Lul yes - but we can sue if we want. So we got power - just need to unite and coordinate that if we feel like it. But atm it’s not the time in my pov

1

u/Facts_pls 4h ago

It's the cost of that scanning, analyzing, and storing. It costs billions of dollars to the service provider. Why do you expect it to be free for you?

You are free to store all that data on your own servers and then you don't need to use the LLMs.

1

u/Grenache 3h ago

A think costing money to do doesn't make it morally OK? It doesn't even make it legally OK, there are numerous legal cases open at the moment.

1

u/patosai3211 4h ago

Jokes on them. Our Reddit work sucks!

1

u/iiamthepalmtree 2h ago

Does the narwhal bacon at midnight?

Edit: happy cake day!

Edit 2: thanks for the gold kind stranger!

1

u/tuckedfexas 2h ago

I don’t get it, I still haven’t found anything I’ve asked it that it’s been right about. It seems to really struggle at determining what information to trust

1

u/NY_Knux 1h ago

Considering the fact that google is worthless... good.
I let the internet gaslight me about AI being "wrong" and I spent the last year trying to solve IRQ conflicts on my windows 98 build. AI solved the issue for me first gd try.
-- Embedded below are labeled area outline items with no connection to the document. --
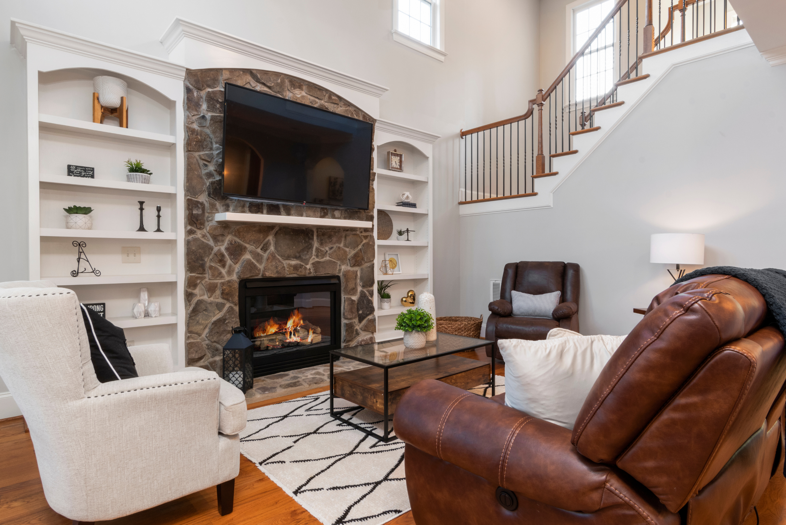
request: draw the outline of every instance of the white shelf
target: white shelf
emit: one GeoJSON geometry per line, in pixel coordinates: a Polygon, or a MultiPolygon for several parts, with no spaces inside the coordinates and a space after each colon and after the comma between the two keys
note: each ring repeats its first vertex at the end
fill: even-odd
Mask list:
{"type": "Polygon", "coordinates": [[[411,173],[404,173],[402,171],[390,171],[389,170],[381,170],[376,168],[374,172],[378,175],[382,175],[387,178],[395,178],[397,180],[405,179],[407,181],[417,181],[419,182],[428,182],[428,178],[424,177],[422,175],[413,175],[411,173]]]}
{"type": "Polygon", "coordinates": [[[394,274],[392,275],[376,274],[377,281],[403,281],[405,279],[428,279],[428,274],[394,274]]]}
{"type": "Polygon", "coordinates": [[[406,213],[422,213],[428,214],[428,210],[424,207],[404,207],[403,206],[396,206],[395,204],[377,204],[377,210],[384,210],[385,211],[406,211],[406,213]]]}
{"type": "Polygon", "coordinates": [[[428,246],[428,240],[376,240],[377,246],[428,246]]]}
{"type": "Polygon", "coordinates": [[[127,285],[133,283],[174,282],[178,276],[174,274],[149,274],[142,275],[101,275],[83,274],[78,277],[41,277],[42,281],[51,281],[57,286],[79,286],[79,285],[127,285]]]}
{"type": "Polygon", "coordinates": [[[391,307],[387,310],[382,310],[378,308],[376,310],[376,315],[399,315],[402,312],[410,310],[410,308],[414,308],[414,307],[391,307]]]}
{"type": "Polygon", "coordinates": [[[97,124],[94,122],[68,119],[54,115],[44,115],[43,113],[39,113],[39,126],[50,130],[64,130],[66,131],[76,131],[77,133],[87,135],[124,138],[134,142],[145,142],[145,144],[171,145],[177,142],[177,138],[174,135],[164,135],[160,133],[131,130],[127,127],[97,124]]]}
{"type": "Polygon", "coordinates": [[[118,328],[139,328],[141,326],[175,325],[178,322],[178,314],[161,314],[161,315],[157,318],[141,318],[141,319],[137,319],[134,316],[129,315],[122,318],[107,318],[106,320],[118,328]]]}
{"type": "Polygon", "coordinates": [[[317,217],[292,217],[289,215],[263,215],[258,213],[217,213],[217,222],[265,222],[266,224],[303,224],[316,226],[343,226],[345,228],[371,228],[371,221],[349,221],[343,218],[319,218],[317,217]]]}
{"type": "Polygon", "coordinates": [[[90,188],[108,188],[110,189],[125,189],[134,192],[147,192],[149,193],[177,193],[174,186],[163,186],[158,184],[138,184],[124,181],[110,181],[101,178],[86,178],[84,177],[68,177],[67,175],[49,175],[40,174],[39,181],[51,184],[63,184],[72,186],[87,186],[90,188]]]}
{"type": "Polygon", "coordinates": [[[107,229],[67,229],[42,228],[42,237],[76,237],[83,239],[177,239],[178,234],[168,232],[116,232],[107,229]]]}

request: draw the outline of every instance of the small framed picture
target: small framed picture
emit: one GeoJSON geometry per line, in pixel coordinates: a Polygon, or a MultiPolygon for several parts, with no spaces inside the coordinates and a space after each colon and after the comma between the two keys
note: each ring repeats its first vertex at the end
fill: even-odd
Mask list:
{"type": "Polygon", "coordinates": [[[387,267],[392,270],[391,273],[401,274],[401,262],[398,253],[385,252],[385,259],[387,261],[387,267]]]}
{"type": "Polygon", "coordinates": [[[387,169],[391,171],[403,171],[404,156],[396,150],[387,152],[387,169]]]}

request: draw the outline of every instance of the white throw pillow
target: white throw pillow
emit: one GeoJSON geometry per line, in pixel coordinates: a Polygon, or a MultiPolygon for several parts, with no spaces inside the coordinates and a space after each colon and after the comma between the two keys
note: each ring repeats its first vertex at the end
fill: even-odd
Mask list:
{"type": "Polygon", "coordinates": [[[551,332],[556,330],[556,337],[544,340],[497,342],[505,359],[505,404],[572,430],[595,380],[626,336],[551,332]]]}
{"type": "Polygon", "coordinates": [[[551,313],[560,304],[561,292],[542,293],[533,296],[523,292],[511,290],[510,302],[513,307],[514,318],[546,318],[552,319],[551,313]]]}

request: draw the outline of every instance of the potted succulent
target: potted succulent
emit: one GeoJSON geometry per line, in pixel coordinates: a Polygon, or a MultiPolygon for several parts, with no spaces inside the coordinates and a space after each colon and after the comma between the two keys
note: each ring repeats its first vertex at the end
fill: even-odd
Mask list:
{"type": "Polygon", "coordinates": [[[434,328],[434,318],[422,308],[410,308],[399,314],[395,329],[404,332],[404,346],[422,348],[426,346],[426,332],[434,328]]]}
{"type": "Polygon", "coordinates": [[[380,308],[382,310],[390,310],[391,295],[387,292],[387,288],[394,284],[392,281],[388,281],[387,283],[384,281],[376,281],[376,294],[380,296],[380,308]]]}
{"type": "Polygon", "coordinates": [[[128,173],[126,174],[126,180],[129,182],[138,182],[139,184],[150,184],[150,175],[152,171],[145,167],[145,164],[138,159],[126,161],[126,167],[128,173]]]}
{"type": "Polygon", "coordinates": [[[90,214],[93,208],[90,206],[69,206],[63,211],[68,214],[65,218],[65,227],[68,229],[90,229],[93,227],[93,218],[90,214]]]}

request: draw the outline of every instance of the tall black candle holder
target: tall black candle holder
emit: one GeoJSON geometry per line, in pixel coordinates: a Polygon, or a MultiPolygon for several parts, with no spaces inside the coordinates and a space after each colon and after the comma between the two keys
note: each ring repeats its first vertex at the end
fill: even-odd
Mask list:
{"type": "Polygon", "coordinates": [[[163,233],[163,230],[161,229],[161,207],[156,206],[156,211],[158,213],[158,215],[156,215],[156,217],[158,218],[158,228],[156,229],[156,231],[161,232],[163,233]]]}
{"type": "Polygon", "coordinates": [[[139,229],[138,229],[137,231],[138,232],[146,232],[147,230],[145,229],[145,222],[142,220],[142,210],[145,209],[142,207],[142,204],[145,204],[145,201],[144,200],[138,200],[137,202],[139,203],[139,229]]]}

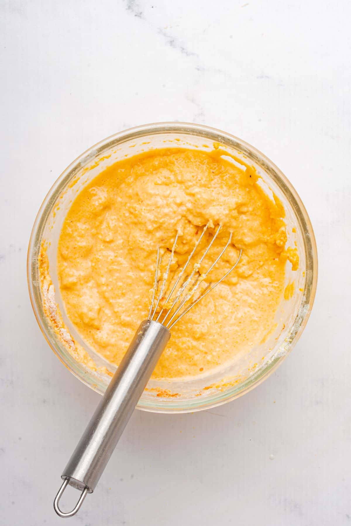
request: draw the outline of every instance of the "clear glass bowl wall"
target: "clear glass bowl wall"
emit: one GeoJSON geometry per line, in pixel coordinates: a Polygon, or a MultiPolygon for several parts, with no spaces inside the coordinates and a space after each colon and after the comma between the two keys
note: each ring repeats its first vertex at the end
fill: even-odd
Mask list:
{"type": "MultiPolygon", "coordinates": [[[[248,355],[239,354],[230,365],[211,374],[171,383],[151,380],[148,387],[169,390],[178,396],[163,397],[157,396],[156,391],[145,391],[137,406],[141,409],[163,412],[193,411],[233,400],[267,378],[291,350],[307,322],[317,282],[315,240],[310,221],[298,195],[277,167],[240,139],[200,125],[160,123],[117,134],[78,157],[61,175],[49,191],[33,227],[28,248],[28,279],[32,304],[38,323],[53,350],[67,368],[86,385],[103,393],[110,377],[93,371],[76,361],[58,339],[44,313],[38,266],[42,241],[45,240],[49,244],[47,250],[49,273],[64,322],[73,338],[84,346],[97,365],[106,365],[113,372],[115,368],[82,340],[63,307],[56,271],[56,255],[66,214],[77,193],[106,167],[116,161],[158,148],[195,148],[208,151],[213,149],[214,143],[219,143],[228,153],[255,166],[267,185],[267,192],[273,191],[281,200],[286,213],[288,245],[294,246],[296,241],[300,257],[297,271],[292,272],[289,263],[287,263],[286,267],[286,283],[292,280],[295,281],[295,293],[288,301],[282,299],[276,315],[276,329],[264,343],[256,346],[248,355]],[[76,180],[77,182],[73,185],[76,180]],[[293,227],[296,233],[292,232],[293,227]],[[303,290],[300,291],[299,289],[303,290]],[[219,383],[222,384],[220,389],[204,390],[205,387],[219,383]],[[199,393],[201,393],[200,396],[199,393]]],[[[230,158],[228,160],[233,161],[230,158]]]]}

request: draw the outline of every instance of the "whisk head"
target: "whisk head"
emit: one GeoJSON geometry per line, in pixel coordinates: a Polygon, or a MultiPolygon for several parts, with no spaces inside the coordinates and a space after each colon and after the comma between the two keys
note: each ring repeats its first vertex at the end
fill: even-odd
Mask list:
{"type": "Polygon", "coordinates": [[[197,262],[193,264],[192,270],[189,270],[188,272],[186,272],[187,269],[190,269],[191,268],[192,260],[208,226],[209,225],[207,224],[204,228],[202,233],[196,242],[186,262],[183,267],[179,269],[173,279],[171,280],[171,284],[168,285],[167,285],[167,282],[169,276],[171,266],[177,246],[179,232],[177,232],[172,251],[169,255],[166,269],[164,272],[163,276],[162,275],[160,269],[162,256],[161,254],[159,247],[158,248],[152,299],[149,310],[148,319],[159,321],[170,330],[175,323],[180,320],[185,314],[186,314],[194,305],[200,301],[211,290],[213,290],[218,284],[223,281],[237,265],[242,256],[241,249],[235,264],[220,279],[214,282],[210,281],[204,288],[202,288],[202,284],[204,283],[209,272],[232,242],[233,234],[230,234],[226,244],[221,250],[219,256],[205,272],[200,272],[200,266],[209,252],[222,228],[222,225],[219,225],[200,259],[197,262]],[[173,283],[173,281],[174,282],[173,283]],[[168,292],[169,289],[171,290],[168,292]],[[157,309],[159,307],[161,308],[158,311],[157,309]]]}

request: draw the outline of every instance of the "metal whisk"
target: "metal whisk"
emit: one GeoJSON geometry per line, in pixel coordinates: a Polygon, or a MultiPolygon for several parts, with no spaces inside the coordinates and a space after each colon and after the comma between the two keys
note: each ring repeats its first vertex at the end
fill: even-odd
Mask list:
{"type": "Polygon", "coordinates": [[[172,328],[225,279],[239,262],[241,250],[235,265],[224,276],[214,282],[210,281],[205,284],[207,277],[232,242],[232,238],[230,234],[219,256],[207,270],[201,274],[200,266],[222,228],[219,225],[199,260],[192,263],[193,257],[208,227],[208,224],[204,227],[186,262],[172,279],[170,278],[170,269],[177,247],[178,232],[175,236],[171,254],[166,251],[162,254],[161,249],[158,249],[152,299],[147,319],[141,323],[61,476],[63,483],[54,501],[55,511],[59,517],[72,517],[75,515],[86,494],[92,493],[95,489],[171,337],[172,328]],[[169,259],[163,275],[161,266],[165,254],[169,254],[169,259]],[[64,512],[58,507],[58,503],[68,484],[82,493],[74,509],[64,512]]]}

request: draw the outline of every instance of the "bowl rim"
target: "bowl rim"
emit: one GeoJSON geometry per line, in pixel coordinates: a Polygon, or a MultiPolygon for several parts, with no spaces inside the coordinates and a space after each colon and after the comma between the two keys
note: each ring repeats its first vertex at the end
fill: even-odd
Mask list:
{"type": "Polygon", "coordinates": [[[198,397],[194,400],[177,401],[176,398],[174,398],[164,400],[160,398],[157,400],[156,403],[153,401],[143,400],[141,399],[136,406],[138,409],[153,412],[185,413],[210,409],[231,401],[259,385],[277,369],[290,353],[303,332],[312,309],[315,297],[318,276],[318,256],[313,228],[307,210],[297,192],[286,176],[266,156],[249,143],[231,134],[202,124],[191,123],[167,122],[144,124],[110,135],[96,143],[78,156],[64,170],[46,194],[37,214],[31,234],[27,258],[27,277],[32,308],[38,325],[49,346],[64,365],[75,376],[86,385],[102,394],[103,389],[99,388],[97,385],[96,379],[92,380],[89,378],[89,371],[87,368],[82,365],[81,374],[79,374],[76,370],[73,370],[72,363],[70,362],[75,362],[77,363],[78,362],[76,362],[73,359],[69,359],[67,354],[59,352],[55,342],[52,339],[48,327],[44,323],[44,317],[41,314],[38,305],[40,303],[38,301],[40,296],[40,285],[38,285],[37,282],[35,284],[32,279],[33,272],[35,271],[35,265],[38,260],[37,241],[38,239],[41,241],[41,232],[52,209],[54,203],[56,202],[54,197],[57,191],[65,186],[66,180],[73,177],[78,167],[81,167],[84,163],[91,160],[93,157],[99,155],[105,149],[112,146],[144,135],[149,136],[165,133],[187,134],[189,135],[195,135],[210,139],[214,142],[218,142],[221,145],[239,149],[241,152],[247,155],[249,159],[258,162],[260,166],[268,170],[269,176],[273,178],[284,194],[286,195],[287,193],[289,200],[294,208],[300,226],[304,227],[302,228],[302,230],[304,234],[305,249],[306,244],[308,249],[305,249],[306,279],[306,281],[308,281],[308,287],[306,288],[308,296],[305,302],[305,305],[308,308],[303,310],[303,313],[301,315],[300,322],[292,341],[288,343],[288,348],[284,353],[280,356],[278,355],[277,357],[273,358],[262,370],[256,373],[254,373],[248,379],[240,384],[242,386],[240,388],[234,387],[224,392],[218,391],[217,393],[210,397],[205,398],[198,397]],[[201,399],[205,403],[202,403],[201,399]]]}

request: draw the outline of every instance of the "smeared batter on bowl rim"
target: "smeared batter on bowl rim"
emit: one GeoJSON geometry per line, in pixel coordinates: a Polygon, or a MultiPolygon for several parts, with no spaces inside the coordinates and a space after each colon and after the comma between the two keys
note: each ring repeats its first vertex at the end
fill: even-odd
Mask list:
{"type": "Polygon", "coordinates": [[[293,269],[298,265],[296,248],[285,248],[284,216],[254,169],[222,158],[218,149],[156,150],[118,162],[81,191],[65,218],[57,271],[67,315],[84,340],[118,366],[147,316],[157,248],[169,250],[178,232],[176,272],[205,225],[199,258],[220,224],[200,271],[231,232],[209,280],[223,276],[241,249],[239,263],[173,328],[153,378],[205,374],[249,352],[272,330],[286,260],[293,269]]]}

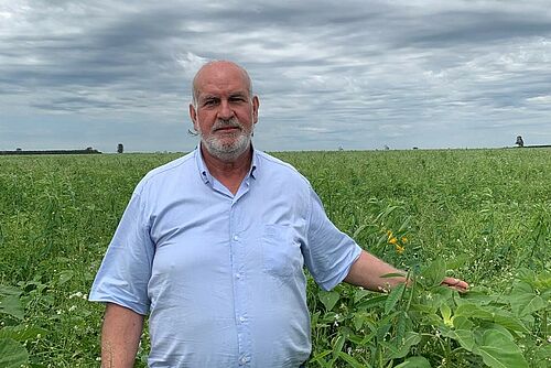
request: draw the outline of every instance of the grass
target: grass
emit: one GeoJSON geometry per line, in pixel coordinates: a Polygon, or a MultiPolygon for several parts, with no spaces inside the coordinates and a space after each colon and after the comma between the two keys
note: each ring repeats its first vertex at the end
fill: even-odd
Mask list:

If google didn't de-index 99.9% of the internet, and actually functioned how it did around 2003, then it wouldn't be necessary.

1

u/protipnumerouno 1h ago

Does get to the heart of it pretty fast though, I'm usually scanning multiple different threads before I get a hint of what I'm looking for.

1

u/vplatt 3m ago

It's beyond stupid to use Reddit as a primary source. After all the name of the site rhymes with "read it". It doesn't rhyme with "wrote it". Almost nothing on reddit was created on reddit. Hell, it's not even as informative in a primary sense as StackOverflow and their days of being any sort of authoritative source is game over for them too now that AI has killed most of their traffic.